Covid-19 : dix pays de l'UE demandent plus de flexibilité dans les contrats d'achat de vaccins
Une coalition de 10 pays de l’UE a demandé une modification des accords d’achat anticipé conclus avec les fabricants de vaccins contre la Covid-19, les quantités de vaccins dépassant les besoins des pays.
Une coalition de 10 pays de l’UE a demandé une modification des accords d’achat anticipé conclus avec les fabricants de vaccins contre la Covid-19, les quantités de vaccins dépassant les besoins des pays.
L’offre de vaccins contre la Covid-19 dépassant la demande dans les Etats membres de l’UE, 10 pays, Bulgarie, Croatie, Estonie, Hongrie, Lettonie, Lituanie, Pologne, Roumanie, Slovaquie et Slovénie, ont demandé à la Commission une plus grande flexibilité dans leurs contrats.

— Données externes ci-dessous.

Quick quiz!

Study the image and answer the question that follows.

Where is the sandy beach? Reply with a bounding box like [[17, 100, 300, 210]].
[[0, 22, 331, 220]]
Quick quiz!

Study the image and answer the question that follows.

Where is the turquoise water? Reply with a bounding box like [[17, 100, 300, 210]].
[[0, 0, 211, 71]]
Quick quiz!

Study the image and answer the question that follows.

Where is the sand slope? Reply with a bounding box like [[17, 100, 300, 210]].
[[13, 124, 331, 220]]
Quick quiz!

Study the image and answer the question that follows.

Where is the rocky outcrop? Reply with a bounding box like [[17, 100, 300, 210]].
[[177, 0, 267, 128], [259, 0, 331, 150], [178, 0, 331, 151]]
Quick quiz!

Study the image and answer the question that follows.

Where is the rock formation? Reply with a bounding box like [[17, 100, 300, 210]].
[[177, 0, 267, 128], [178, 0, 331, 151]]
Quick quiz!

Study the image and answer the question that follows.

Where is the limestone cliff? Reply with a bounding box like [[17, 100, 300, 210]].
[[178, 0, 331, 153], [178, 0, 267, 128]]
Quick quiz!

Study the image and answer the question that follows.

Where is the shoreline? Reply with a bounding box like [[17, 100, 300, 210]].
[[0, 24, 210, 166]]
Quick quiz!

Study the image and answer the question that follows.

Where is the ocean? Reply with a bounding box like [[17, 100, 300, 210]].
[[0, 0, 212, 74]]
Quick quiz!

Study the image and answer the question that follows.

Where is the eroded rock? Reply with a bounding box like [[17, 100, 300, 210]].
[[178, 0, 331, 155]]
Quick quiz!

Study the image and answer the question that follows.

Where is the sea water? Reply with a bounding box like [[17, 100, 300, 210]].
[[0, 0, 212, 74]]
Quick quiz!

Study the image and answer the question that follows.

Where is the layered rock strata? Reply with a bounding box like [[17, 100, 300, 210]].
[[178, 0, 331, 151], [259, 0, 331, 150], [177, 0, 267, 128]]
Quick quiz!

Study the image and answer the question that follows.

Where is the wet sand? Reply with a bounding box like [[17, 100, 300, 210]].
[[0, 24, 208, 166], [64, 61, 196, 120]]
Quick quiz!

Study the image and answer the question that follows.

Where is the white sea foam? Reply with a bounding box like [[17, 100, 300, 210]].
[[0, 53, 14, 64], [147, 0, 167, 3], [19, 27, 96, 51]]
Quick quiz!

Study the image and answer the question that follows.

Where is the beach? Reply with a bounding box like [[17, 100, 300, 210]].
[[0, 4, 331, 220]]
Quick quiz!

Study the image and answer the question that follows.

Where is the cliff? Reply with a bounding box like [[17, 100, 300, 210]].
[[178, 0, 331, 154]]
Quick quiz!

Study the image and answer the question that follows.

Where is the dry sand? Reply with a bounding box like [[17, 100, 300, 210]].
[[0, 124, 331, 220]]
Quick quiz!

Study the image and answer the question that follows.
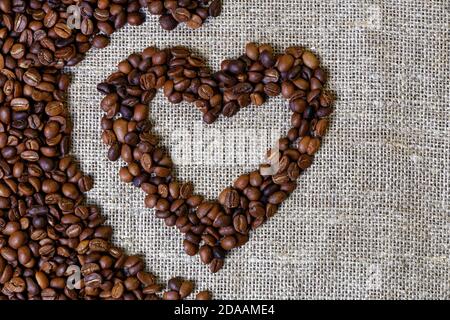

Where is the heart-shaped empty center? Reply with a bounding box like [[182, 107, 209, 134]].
[[98, 43, 333, 272]]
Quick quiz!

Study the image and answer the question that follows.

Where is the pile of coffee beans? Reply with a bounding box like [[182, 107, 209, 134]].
[[0, 0, 219, 300], [98, 43, 333, 272], [147, 0, 222, 30]]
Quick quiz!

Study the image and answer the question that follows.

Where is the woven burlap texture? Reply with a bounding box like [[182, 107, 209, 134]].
[[68, 0, 450, 299]]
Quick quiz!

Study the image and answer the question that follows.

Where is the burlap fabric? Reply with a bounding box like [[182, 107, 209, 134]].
[[65, 0, 450, 299]]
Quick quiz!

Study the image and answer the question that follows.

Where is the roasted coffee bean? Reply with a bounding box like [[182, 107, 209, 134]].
[[96, 42, 333, 276], [195, 291, 211, 300]]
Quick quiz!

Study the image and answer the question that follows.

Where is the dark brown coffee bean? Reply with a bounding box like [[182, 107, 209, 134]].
[[159, 14, 178, 31], [209, 259, 224, 273], [219, 188, 239, 208], [195, 291, 211, 300], [209, 0, 222, 18], [199, 245, 213, 264]]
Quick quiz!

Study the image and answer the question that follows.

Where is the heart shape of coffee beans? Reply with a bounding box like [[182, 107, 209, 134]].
[[98, 43, 333, 272], [0, 0, 221, 300]]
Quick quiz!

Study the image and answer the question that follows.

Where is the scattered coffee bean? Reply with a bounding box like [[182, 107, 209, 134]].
[[0, 0, 215, 300]]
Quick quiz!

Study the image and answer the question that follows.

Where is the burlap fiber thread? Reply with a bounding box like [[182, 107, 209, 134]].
[[69, 0, 450, 299]]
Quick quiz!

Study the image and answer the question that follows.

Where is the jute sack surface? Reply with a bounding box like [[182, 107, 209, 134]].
[[69, 0, 450, 299]]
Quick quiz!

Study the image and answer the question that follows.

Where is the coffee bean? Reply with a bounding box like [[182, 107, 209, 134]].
[[199, 245, 213, 264], [302, 51, 319, 70], [159, 14, 178, 31], [195, 291, 211, 300], [219, 188, 239, 208], [209, 259, 224, 273], [179, 281, 194, 299], [96, 41, 332, 276], [209, 0, 222, 18]]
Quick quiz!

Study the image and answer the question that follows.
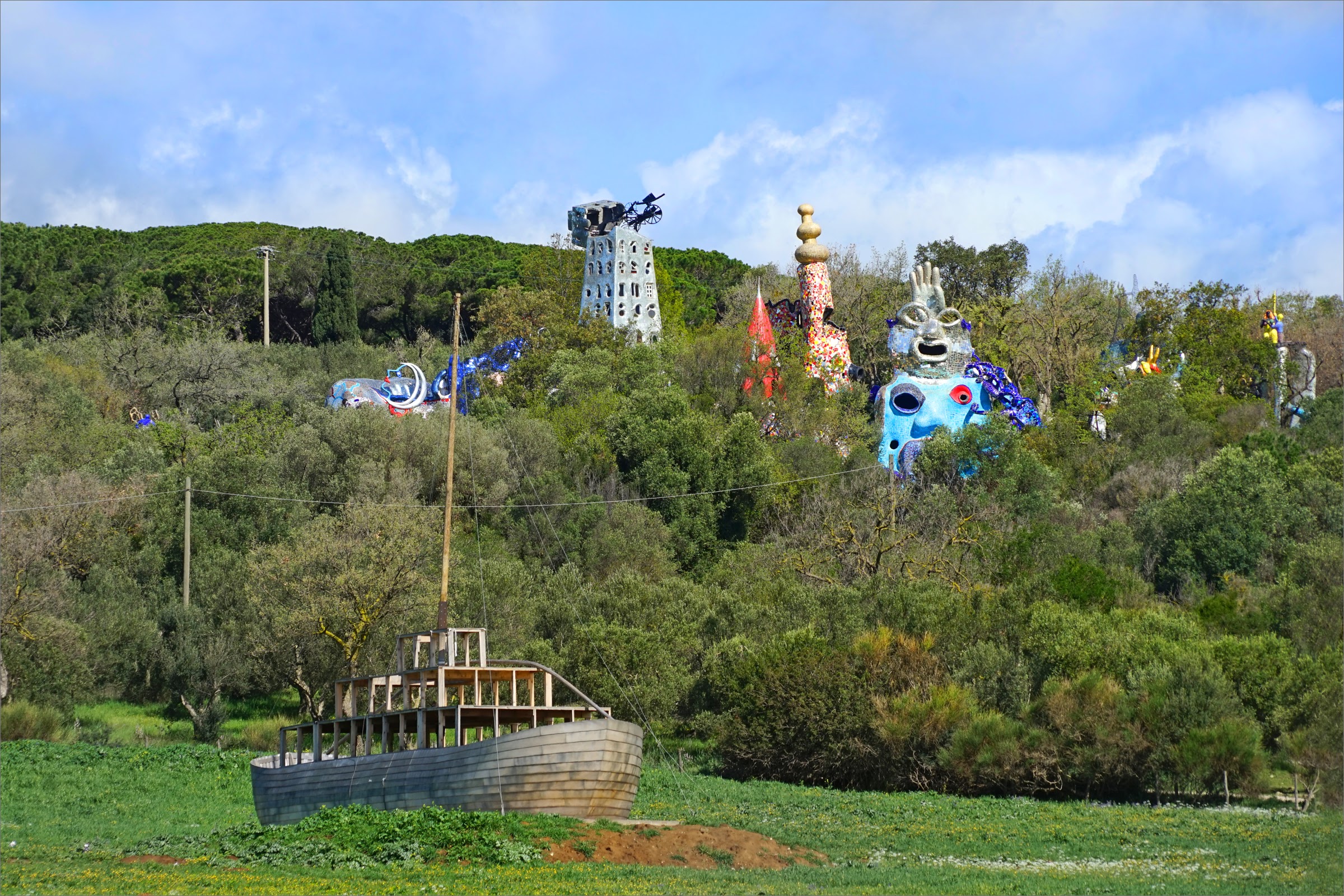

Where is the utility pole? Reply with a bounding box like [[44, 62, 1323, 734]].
[[253, 246, 276, 345], [437, 293, 468, 631], [181, 475, 191, 607]]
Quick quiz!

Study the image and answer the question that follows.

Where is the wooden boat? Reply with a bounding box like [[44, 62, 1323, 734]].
[[251, 294, 644, 825], [251, 629, 644, 825]]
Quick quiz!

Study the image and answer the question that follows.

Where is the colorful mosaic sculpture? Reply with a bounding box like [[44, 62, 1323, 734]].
[[742, 283, 782, 398], [326, 338, 527, 417], [793, 203, 850, 395], [874, 263, 1040, 475]]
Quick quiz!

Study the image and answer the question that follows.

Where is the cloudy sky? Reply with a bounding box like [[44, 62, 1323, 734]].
[[0, 3, 1344, 293]]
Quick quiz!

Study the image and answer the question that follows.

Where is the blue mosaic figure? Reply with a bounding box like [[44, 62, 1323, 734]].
[[874, 263, 1040, 475]]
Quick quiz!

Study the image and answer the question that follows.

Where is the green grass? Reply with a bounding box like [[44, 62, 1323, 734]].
[[63, 693, 298, 747], [0, 741, 1344, 893]]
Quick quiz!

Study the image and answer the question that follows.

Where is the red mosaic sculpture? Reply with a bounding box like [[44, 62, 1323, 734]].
[[742, 283, 782, 398]]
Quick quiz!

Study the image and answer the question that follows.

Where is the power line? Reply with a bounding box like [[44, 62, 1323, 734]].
[[192, 464, 881, 511], [0, 464, 881, 513], [0, 489, 186, 513]]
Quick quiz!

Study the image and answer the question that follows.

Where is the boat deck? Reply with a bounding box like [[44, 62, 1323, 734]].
[[277, 629, 612, 767]]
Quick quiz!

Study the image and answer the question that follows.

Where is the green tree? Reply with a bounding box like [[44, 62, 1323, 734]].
[[313, 240, 359, 345]]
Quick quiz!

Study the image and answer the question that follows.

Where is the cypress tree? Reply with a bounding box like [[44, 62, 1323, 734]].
[[313, 240, 359, 345]]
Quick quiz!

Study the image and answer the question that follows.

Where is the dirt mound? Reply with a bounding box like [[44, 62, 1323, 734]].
[[543, 825, 827, 870]]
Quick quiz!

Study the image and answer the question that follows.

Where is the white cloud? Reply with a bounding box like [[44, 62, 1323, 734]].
[[641, 93, 1344, 292], [145, 101, 265, 165], [200, 153, 426, 240], [377, 128, 457, 232], [41, 189, 165, 230]]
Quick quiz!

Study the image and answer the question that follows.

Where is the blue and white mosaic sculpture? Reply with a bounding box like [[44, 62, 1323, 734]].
[[874, 263, 1040, 475]]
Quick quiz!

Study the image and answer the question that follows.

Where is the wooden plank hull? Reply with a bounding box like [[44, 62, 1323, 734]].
[[251, 718, 644, 825]]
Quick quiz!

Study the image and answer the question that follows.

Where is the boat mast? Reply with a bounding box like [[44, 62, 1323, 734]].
[[437, 293, 463, 629]]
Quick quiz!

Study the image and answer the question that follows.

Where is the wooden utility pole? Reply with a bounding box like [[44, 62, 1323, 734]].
[[181, 475, 191, 607], [254, 246, 276, 345], [437, 293, 463, 629]]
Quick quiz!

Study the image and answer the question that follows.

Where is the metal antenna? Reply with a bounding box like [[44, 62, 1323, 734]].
[[253, 246, 276, 345]]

« Cette situation nécessite une action visant à minimiser les pertes et en particulier des modifications urgentes des accords conclus par la Commission européenne au nom des États membres afin de préserver l’intérêt public en offrant de la flexibilité », indique la lettre, adressée à la commissaire européenne à la Santé, Stella Kyriakides, et consultée par EURACTIV.
« Selon nous, il est nécessaire de rendre les contrats conclus plus flexibles », résume la lettre.

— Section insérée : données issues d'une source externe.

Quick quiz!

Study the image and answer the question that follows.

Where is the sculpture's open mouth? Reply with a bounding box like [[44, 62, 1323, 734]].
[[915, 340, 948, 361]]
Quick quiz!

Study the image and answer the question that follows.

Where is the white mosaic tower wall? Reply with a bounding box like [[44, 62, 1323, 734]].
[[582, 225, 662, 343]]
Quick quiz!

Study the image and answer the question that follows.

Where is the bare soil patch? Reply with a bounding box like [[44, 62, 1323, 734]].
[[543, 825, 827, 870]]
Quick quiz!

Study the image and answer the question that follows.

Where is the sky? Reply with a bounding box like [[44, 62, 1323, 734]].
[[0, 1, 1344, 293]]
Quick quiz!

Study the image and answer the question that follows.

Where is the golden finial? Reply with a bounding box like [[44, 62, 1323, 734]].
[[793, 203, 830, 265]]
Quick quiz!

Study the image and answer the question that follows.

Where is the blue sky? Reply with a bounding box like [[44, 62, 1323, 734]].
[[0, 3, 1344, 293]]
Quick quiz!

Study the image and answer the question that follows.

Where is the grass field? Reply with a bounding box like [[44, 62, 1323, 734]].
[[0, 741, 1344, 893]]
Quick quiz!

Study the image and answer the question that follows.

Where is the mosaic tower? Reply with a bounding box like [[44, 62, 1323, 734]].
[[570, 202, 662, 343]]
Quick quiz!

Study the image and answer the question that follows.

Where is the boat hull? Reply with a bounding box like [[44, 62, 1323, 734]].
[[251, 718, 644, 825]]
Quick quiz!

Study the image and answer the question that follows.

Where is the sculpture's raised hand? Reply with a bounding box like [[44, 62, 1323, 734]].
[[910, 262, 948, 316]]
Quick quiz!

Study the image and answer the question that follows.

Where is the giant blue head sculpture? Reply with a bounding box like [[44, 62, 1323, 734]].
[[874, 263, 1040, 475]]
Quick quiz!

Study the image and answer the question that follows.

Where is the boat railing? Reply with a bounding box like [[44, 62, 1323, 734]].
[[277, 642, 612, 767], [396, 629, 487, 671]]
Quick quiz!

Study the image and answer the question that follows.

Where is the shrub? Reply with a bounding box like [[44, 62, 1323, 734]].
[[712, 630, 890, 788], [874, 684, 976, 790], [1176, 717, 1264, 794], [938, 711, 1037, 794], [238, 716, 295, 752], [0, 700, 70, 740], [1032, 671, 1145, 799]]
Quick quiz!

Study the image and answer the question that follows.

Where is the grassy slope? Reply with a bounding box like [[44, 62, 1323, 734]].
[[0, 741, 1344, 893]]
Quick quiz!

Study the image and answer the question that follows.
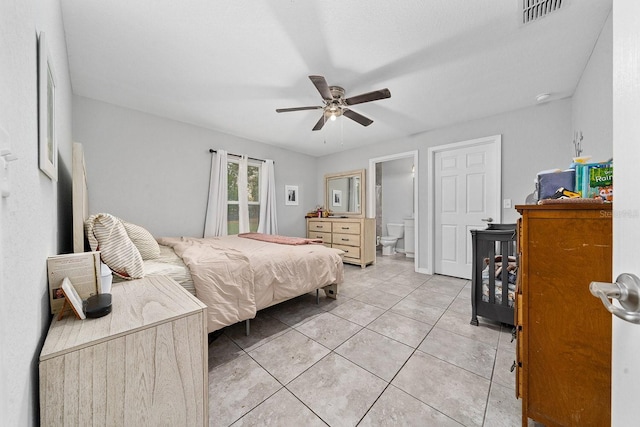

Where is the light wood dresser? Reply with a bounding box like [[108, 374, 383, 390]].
[[307, 218, 376, 268], [40, 276, 209, 426], [516, 203, 612, 426]]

La Commission a présenté sa stratégie européenne concernant les vaccins afin d’accélérer le développement, la fabrication et le déploiement de vaccins contre la Covid-19 dès juin 2020.
Grâce à des accords d’achat anticipé conclus avec des fabricants de vaccins individuels, la Commission a obtenu le droit d’acheter un nombre déterminé de doses de vaccin dans un délai donné et à un prix donné.

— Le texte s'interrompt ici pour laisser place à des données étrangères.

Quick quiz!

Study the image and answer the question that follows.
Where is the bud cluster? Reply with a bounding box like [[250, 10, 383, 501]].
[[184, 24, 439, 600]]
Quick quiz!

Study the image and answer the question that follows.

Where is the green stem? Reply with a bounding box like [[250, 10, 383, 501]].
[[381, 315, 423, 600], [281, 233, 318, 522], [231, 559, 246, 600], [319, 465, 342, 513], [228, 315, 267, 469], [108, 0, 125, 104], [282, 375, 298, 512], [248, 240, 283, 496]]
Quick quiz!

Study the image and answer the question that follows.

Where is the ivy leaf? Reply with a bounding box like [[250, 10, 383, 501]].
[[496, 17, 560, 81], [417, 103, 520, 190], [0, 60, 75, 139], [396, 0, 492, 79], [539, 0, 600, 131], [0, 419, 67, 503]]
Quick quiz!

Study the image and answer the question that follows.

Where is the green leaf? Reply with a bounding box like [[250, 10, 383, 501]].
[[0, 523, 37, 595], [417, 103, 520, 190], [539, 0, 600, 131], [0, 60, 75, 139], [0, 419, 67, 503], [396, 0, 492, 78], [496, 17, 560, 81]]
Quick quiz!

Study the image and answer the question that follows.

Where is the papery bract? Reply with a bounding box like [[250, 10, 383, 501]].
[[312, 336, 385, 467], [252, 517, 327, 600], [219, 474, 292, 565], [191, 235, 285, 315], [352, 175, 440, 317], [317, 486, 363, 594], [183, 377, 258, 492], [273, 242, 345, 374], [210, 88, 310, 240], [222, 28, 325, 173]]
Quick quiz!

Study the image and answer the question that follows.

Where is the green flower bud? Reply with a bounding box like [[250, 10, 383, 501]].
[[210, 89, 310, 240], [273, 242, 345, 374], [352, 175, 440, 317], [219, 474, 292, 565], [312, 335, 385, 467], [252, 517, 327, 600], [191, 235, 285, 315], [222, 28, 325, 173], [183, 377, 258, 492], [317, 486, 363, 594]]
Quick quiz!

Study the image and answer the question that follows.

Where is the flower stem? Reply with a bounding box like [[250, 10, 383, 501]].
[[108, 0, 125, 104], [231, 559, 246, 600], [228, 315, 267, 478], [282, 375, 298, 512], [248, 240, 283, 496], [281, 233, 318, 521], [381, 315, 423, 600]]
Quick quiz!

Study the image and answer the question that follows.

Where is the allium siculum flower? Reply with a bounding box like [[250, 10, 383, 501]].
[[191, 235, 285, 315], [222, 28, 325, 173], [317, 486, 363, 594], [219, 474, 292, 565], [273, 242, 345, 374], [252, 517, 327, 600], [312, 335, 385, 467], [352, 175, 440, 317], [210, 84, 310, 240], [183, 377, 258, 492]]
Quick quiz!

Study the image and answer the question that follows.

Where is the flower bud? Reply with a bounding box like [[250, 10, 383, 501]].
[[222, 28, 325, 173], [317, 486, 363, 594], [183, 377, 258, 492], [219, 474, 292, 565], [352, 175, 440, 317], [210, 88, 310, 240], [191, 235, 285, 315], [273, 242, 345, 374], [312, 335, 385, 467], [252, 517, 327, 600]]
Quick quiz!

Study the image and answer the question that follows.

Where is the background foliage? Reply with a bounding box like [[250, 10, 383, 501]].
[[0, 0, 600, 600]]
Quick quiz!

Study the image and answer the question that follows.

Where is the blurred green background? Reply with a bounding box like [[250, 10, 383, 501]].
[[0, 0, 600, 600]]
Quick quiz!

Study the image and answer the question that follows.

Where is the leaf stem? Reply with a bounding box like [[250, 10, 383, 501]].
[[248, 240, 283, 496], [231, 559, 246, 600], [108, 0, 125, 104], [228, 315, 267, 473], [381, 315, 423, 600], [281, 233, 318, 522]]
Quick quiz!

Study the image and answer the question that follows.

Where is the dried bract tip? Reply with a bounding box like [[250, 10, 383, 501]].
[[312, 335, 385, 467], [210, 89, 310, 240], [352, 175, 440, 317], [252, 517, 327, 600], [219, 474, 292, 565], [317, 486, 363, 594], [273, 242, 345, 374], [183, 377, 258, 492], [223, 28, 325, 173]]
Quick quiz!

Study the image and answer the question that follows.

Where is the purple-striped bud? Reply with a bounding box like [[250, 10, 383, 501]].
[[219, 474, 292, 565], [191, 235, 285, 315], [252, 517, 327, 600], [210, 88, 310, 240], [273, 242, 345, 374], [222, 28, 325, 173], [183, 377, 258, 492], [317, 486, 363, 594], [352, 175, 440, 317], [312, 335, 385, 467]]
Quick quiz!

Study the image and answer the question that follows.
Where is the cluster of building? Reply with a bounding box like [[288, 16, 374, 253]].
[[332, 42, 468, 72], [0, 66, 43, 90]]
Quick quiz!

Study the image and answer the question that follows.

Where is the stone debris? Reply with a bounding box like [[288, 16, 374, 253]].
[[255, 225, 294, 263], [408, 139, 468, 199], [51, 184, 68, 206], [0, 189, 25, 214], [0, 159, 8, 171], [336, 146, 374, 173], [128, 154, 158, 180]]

Aujourd’hui, les pays souhaitent des modifications car il existe un « surplus important de vaccins contre la Covid-19 ».
« Nous devons nous rappeler que les conditions des accords négociés par la Commission étaient fondées sur l’impossibilité de prévoir comment la pandémie se développerait à ce moment-là », peut-on lire dans la lettre.
Pour les signataires, les accords entraînent aujourd’hui une « charge excessive sur les budgets des États, combinée à la livraison de quantités inutiles de vaccins et à la courte durée de conservation restante des vaccins. »
« La révision des dispositions des contrats d’achat de vaccins est essentielle, l’absence d’action entraînera une mauvaise gestion financière de l’Europe et la méfiance des citoyens européens », peut-on lire dans la lettre.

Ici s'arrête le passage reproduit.